16 Your words were found, and I ate them; and Your words were to me a joy and the rejoicing of my heart, for I am called by Your name, O Lord God of hosts.

17 I sat not in the assembly of those who make merry, nor did I rejoice; I sat alone because Your [powerful] hand was upon me, for You had filled me with indignation.

18 Why is my pain perpetual and my wound incurable, refusing to be healed? Will you indeed be to me like a deceitful brook, like waters that fail and are uncertain?
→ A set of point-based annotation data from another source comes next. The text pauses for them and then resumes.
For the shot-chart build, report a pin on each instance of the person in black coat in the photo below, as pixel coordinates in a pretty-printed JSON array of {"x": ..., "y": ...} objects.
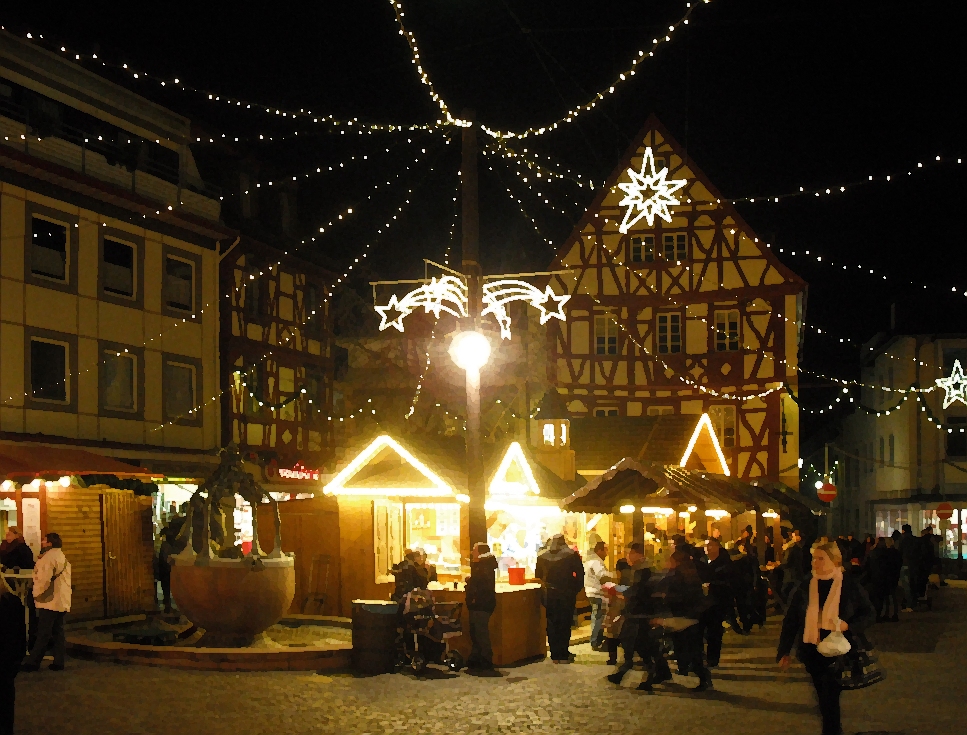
[
  {"x": 561, "y": 571},
  {"x": 813, "y": 614},
  {"x": 14, "y": 552},
  {"x": 636, "y": 633},
  {"x": 718, "y": 573},
  {"x": 13, "y": 648},
  {"x": 684, "y": 598},
  {"x": 481, "y": 603}
]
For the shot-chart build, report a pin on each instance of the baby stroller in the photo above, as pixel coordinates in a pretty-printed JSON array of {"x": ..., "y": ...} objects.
[{"x": 425, "y": 632}]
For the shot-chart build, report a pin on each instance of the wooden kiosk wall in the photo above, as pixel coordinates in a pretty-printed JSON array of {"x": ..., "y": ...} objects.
[{"x": 309, "y": 527}]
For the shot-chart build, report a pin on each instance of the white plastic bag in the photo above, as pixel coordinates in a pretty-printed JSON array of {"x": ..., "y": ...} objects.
[{"x": 833, "y": 645}]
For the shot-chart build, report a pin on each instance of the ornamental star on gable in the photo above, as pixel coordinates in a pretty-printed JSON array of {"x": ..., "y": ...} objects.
[
  {"x": 955, "y": 386},
  {"x": 658, "y": 190}
]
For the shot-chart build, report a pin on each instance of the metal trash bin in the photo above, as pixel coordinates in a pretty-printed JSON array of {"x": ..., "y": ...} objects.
[{"x": 375, "y": 624}]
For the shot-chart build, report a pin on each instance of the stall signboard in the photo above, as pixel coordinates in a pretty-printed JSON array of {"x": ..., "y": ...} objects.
[{"x": 298, "y": 472}]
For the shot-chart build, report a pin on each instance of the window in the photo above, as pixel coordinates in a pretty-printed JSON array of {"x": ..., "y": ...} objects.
[
  {"x": 48, "y": 249},
  {"x": 669, "y": 333},
  {"x": 957, "y": 441},
  {"x": 179, "y": 283},
  {"x": 49, "y": 379},
  {"x": 643, "y": 249},
  {"x": 120, "y": 383},
  {"x": 727, "y": 331},
  {"x": 179, "y": 390},
  {"x": 605, "y": 335},
  {"x": 252, "y": 294},
  {"x": 675, "y": 247},
  {"x": 118, "y": 268},
  {"x": 723, "y": 419},
  {"x": 314, "y": 315},
  {"x": 315, "y": 391},
  {"x": 387, "y": 538}
]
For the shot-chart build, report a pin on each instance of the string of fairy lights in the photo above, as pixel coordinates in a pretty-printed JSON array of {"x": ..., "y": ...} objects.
[{"x": 542, "y": 172}]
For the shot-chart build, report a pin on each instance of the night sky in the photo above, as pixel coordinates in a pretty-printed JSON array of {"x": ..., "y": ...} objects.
[{"x": 766, "y": 96}]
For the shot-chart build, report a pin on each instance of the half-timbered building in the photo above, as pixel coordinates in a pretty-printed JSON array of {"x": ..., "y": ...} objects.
[
  {"x": 276, "y": 360},
  {"x": 677, "y": 307}
]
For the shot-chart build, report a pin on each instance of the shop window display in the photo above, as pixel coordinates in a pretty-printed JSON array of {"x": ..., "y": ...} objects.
[{"x": 435, "y": 528}]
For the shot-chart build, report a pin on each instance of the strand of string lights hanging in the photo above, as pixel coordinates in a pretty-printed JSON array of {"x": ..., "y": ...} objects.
[
  {"x": 524, "y": 159},
  {"x": 542, "y": 197},
  {"x": 175, "y": 82},
  {"x": 321, "y": 171},
  {"x": 514, "y": 166},
  {"x": 621, "y": 78},
  {"x": 520, "y": 207}
]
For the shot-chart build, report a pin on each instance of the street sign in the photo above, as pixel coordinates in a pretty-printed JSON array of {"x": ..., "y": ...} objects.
[{"x": 827, "y": 493}]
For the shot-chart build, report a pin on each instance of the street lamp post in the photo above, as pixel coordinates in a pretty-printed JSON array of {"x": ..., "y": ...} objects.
[
  {"x": 470, "y": 350},
  {"x": 471, "y": 345}
]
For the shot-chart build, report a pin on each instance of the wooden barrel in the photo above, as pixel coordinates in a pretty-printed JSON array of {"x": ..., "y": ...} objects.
[{"x": 374, "y": 636}]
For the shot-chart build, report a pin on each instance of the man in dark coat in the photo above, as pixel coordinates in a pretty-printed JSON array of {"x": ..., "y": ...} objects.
[
  {"x": 14, "y": 552},
  {"x": 792, "y": 564},
  {"x": 13, "y": 648},
  {"x": 481, "y": 603},
  {"x": 561, "y": 571},
  {"x": 718, "y": 574},
  {"x": 636, "y": 633}
]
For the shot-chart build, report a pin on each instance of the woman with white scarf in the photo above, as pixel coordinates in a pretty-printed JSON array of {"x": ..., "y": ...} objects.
[{"x": 829, "y": 599}]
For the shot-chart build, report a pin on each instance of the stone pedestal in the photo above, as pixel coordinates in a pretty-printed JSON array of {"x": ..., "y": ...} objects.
[{"x": 233, "y": 600}]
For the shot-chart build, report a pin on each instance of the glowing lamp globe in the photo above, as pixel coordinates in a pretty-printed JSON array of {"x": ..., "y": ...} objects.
[{"x": 470, "y": 350}]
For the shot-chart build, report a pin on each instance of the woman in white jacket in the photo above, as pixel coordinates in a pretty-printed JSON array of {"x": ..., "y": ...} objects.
[{"x": 52, "y": 597}]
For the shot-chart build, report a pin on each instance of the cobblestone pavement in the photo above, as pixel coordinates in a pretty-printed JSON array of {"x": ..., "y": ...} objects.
[{"x": 923, "y": 655}]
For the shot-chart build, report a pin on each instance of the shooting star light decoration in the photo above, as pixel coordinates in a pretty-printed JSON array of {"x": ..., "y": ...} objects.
[{"x": 449, "y": 294}]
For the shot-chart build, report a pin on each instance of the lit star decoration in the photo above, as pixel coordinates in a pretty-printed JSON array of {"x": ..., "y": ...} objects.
[
  {"x": 955, "y": 387},
  {"x": 497, "y": 294},
  {"x": 449, "y": 294},
  {"x": 657, "y": 202}
]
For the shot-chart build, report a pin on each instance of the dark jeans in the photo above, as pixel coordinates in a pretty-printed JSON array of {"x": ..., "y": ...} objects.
[
  {"x": 597, "y": 621},
  {"x": 8, "y": 694},
  {"x": 50, "y": 631},
  {"x": 688, "y": 651},
  {"x": 712, "y": 631},
  {"x": 827, "y": 689},
  {"x": 481, "y": 654},
  {"x": 560, "y": 613}
]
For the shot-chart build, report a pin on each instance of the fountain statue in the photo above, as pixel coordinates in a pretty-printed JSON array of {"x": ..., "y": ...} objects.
[{"x": 233, "y": 597}]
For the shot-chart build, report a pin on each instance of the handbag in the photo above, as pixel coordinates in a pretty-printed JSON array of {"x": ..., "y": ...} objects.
[
  {"x": 833, "y": 645},
  {"x": 857, "y": 669},
  {"x": 48, "y": 594}
]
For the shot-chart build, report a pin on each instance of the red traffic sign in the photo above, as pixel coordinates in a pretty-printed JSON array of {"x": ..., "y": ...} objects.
[{"x": 827, "y": 493}]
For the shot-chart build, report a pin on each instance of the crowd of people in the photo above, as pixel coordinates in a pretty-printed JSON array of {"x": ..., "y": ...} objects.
[{"x": 45, "y": 606}]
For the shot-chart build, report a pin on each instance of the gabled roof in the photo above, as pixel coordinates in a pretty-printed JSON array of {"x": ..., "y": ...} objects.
[
  {"x": 442, "y": 457},
  {"x": 654, "y": 134},
  {"x": 600, "y": 442}
]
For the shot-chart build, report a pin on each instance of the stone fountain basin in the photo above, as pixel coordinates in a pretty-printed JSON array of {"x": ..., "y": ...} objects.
[{"x": 231, "y": 599}]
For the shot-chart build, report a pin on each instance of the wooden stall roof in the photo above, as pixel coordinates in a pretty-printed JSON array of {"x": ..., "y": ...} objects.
[
  {"x": 600, "y": 442},
  {"x": 668, "y": 485},
  {"x": 38, "y": 461},
  {"x": 446, "y": 456}
]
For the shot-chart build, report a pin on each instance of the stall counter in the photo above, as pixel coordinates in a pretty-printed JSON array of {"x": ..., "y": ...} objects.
[{"x": 517, "y": 627}]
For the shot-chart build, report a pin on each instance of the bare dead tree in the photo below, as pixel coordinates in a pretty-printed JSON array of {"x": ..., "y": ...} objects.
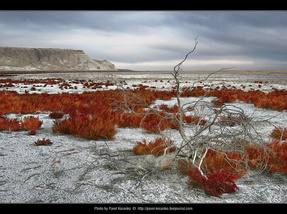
[{"x": 198, "y": 138}]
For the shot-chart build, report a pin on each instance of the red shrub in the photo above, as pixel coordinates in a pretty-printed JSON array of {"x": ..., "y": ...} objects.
[
  {"x": 12, "y": 125},
  {"x": 31, "y": 123},
  {"x": 153, "y": 123},
  {"x": 87, "y": 126},
  {"x": 56, "y": 115},
  {"x": 278, "y": 158},
  {"x": 279, "y": 133}
]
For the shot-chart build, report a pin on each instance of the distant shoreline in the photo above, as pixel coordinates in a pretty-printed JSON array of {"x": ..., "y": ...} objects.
[{"x": 7, "y": 73}]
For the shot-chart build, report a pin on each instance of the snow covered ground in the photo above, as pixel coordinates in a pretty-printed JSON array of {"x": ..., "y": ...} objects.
[{"x": 75, "y": 170}]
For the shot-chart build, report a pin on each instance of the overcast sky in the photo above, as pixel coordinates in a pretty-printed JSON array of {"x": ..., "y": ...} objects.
[{"x": 157, "y": 40}]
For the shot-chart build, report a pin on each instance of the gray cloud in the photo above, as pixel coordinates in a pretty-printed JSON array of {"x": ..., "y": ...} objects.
[{"x": 147, "y": 38}]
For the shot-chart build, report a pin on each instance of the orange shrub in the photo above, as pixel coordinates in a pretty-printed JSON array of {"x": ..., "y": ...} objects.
[
  {"x": 153, "y": 123},
  {"x": 278, "y": 158},
  {"x": 11, "y": 125},
  {"x": 56, "y": 115},
  {"x": 86, "y": 126},
  {"x": 31, "y": 123},
  {"x": 28, "y": 123},
  {"x": 279, "y": 133}
]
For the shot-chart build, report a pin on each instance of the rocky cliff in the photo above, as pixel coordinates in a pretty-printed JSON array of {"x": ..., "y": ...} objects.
[{"x": 49, "y": 59}]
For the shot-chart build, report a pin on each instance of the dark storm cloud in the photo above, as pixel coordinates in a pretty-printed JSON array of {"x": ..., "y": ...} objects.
[{"x": 249, "y": 39}]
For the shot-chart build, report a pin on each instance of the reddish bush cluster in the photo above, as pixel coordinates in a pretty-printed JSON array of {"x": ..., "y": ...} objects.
[
  {"x": 56, "y": 115},
  {"x": 28, "y": 123},
  {"x": 279, "y": 133},
  {"x": 86, "y": 126},
  {"x": 156, "y": 147}
]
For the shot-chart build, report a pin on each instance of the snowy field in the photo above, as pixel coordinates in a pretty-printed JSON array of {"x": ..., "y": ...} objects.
[{"x": 75, "y": 170}]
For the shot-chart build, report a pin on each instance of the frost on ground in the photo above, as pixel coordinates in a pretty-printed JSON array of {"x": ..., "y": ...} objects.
[{"x": 74, "y": 170}]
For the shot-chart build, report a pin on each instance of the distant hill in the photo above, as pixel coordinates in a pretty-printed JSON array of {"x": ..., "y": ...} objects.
[{"x": 49, "y": 59}]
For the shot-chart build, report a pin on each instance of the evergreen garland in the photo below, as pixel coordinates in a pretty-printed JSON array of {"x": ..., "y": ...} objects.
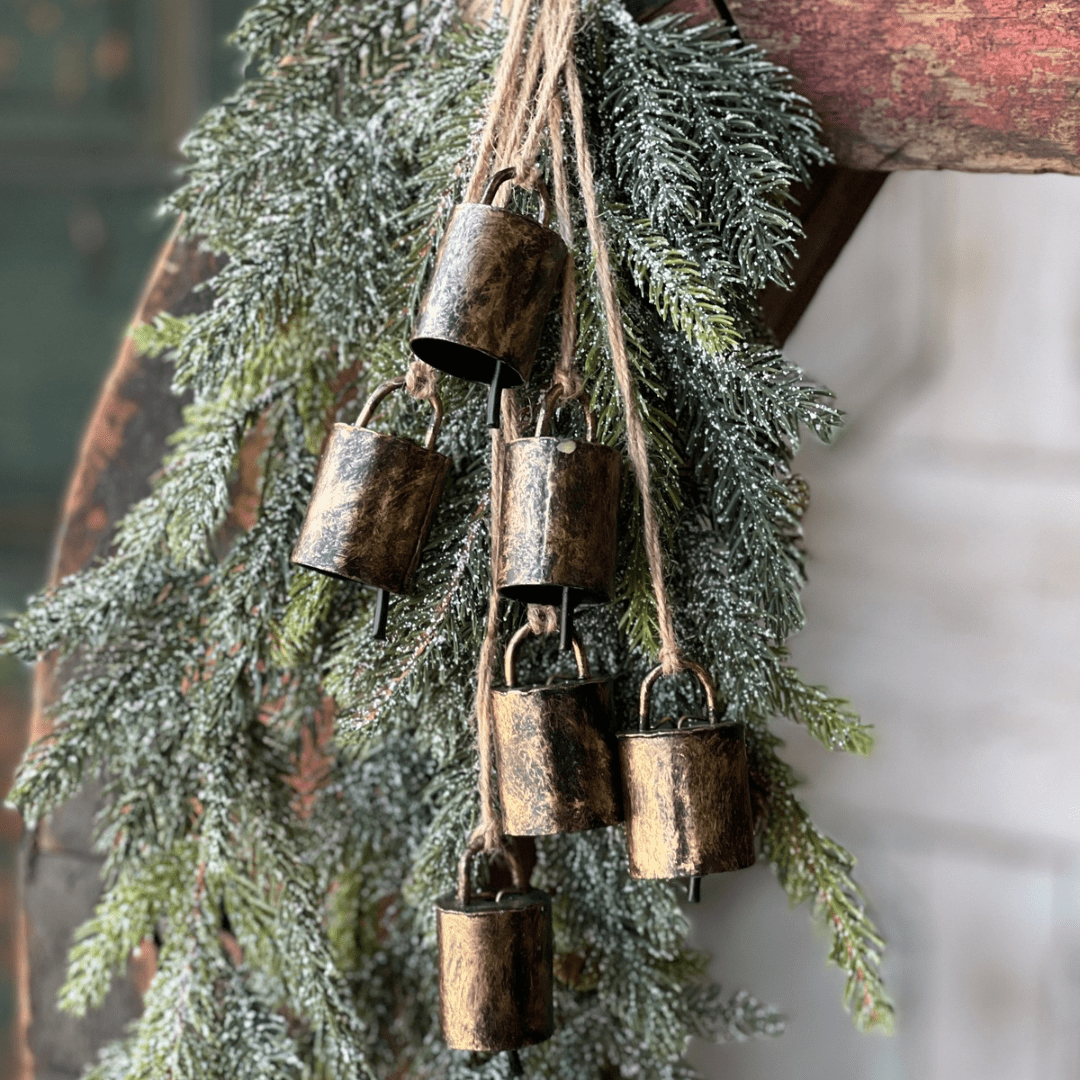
[{"x": 288, "y": 876}]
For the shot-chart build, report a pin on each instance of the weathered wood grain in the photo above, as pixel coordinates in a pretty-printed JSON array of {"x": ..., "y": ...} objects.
[{"x": 983, "y": 85}]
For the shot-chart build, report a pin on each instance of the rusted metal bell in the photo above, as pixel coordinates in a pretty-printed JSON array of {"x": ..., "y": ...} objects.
[
  {"x": 555, "y": 752},
  {"x": 495, "y": 964},
  {"x": 493, "y": 285},
  {"x": 558, "y": 517},
  {"x": 373, "y": 502},
  {"x": 687, "y": 793}
]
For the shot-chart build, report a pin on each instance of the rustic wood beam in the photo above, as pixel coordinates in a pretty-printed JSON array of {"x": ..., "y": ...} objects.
[{"x": 982, "y": 85}]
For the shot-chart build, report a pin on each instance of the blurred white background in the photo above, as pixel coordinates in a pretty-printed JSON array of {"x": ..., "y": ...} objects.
[{"x": 944, "y": 599}]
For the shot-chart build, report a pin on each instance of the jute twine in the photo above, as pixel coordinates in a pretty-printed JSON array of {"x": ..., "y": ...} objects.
[{"x": 525, "y": 107}]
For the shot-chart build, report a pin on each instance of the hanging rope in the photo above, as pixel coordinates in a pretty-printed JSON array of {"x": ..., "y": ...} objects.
[
  {"x": 671, "y": 657},
  {"x": 526, "y": 107}
]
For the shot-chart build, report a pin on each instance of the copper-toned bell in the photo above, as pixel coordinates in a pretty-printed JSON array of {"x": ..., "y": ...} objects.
[
  {"x": 495, "y": 964},
  {"x": 558, "y": 517},
  {"x": 494, "y": 281},
  {"x": 373, "y": 503},
  {"x": 687, "y": 793},
  {"x": 555, "y": 752}
]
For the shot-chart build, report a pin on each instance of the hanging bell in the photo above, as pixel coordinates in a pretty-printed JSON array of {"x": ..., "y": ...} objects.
[
  {"x": 493, "y": 284},
  {"x": 495, "y": 964},
  {"x": 555, "y": 752},
  {"x": 687, "y": 793},
  {"x": 558, "y": 517},
  {"x": 373, "y": 503}
]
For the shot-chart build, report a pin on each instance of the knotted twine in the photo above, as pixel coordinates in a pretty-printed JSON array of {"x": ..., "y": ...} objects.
[{"x": 524, "y": 107}]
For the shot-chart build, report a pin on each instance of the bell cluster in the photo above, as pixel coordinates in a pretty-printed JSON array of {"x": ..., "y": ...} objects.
[{"x": 682, "y": 787}]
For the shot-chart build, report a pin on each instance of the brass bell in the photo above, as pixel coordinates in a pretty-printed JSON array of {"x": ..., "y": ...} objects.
[
  {"x": 558, "y": 518},
  {"x": 555, "y": 752},
  {"x": 493, "y": 284},
  {"x": 686, "y": 790},
  {"x": 373, "y": 503},
  {"x": 496, "y": 958}
]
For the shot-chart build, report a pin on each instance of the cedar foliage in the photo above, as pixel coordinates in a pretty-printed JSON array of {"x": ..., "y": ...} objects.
[{"x": 296, "y": 926}]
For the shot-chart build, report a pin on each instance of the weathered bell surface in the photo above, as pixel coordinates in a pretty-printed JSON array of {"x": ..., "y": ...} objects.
[
  {"x": 686, "y": 791},
  {"x": 494, "y": 281},
  {"x": 496, "y": 976},
  {"x": 373, "y": 503},
  {"x": 558, "y": 518},
  {"x": 555, "y": 752}
]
19 Therefore thus says the Lord [to Jeremiah]: If you return [and give up this mistaken tone of distrust and despair], then I will give you again a settled place of quiet and safety, and you will be My minister; and if you separate the precious from the vile [cleansing your own heart from unworthy and unwarranted suspicions concerning God’s faithfulness], you shall be My mouthpiece. [But do not yield to them.] Let them return to you—not you to [the people].

20 And I will make you to this people a fortified, bronze wall; they will fight against you, but they will not prevail over you, for I am with you to save and deliver you, says the Lord.

21 And I will deliver you out of the hands of the wicked, and I will redeem you out of the palms of the terrible and ruthless tyrants.

Philippians 2:25-30

25 However, I thought it necessary to send Epaphroditus [back] to you. [He has been] my brother and companion in labor and my fellow soldier, as well as [having come as] your special messenger (apostle) and minister to my need.

26 For he has been [homesick] longing for you all and has been distressed because you had heard that he was ill.

27 He certainly was ill [too], near to death. But God had compassion on him, and not only on him but also on me, lest I should have sorrow [over him] [a]coming upon sorrow.

28 So I have sent him the more willingly and eagerly, that you may be gladdened at seeing him again, and that I may be the less disquieted.

29 Welcome him [home] then in the Lord with all joy, and honor and highly appreciate men like him,

30 For it was through working for Christ that he came so near death, risking his [very] life to complete the deficiencies in your service to me [which distance prevented you yourselves from rendering].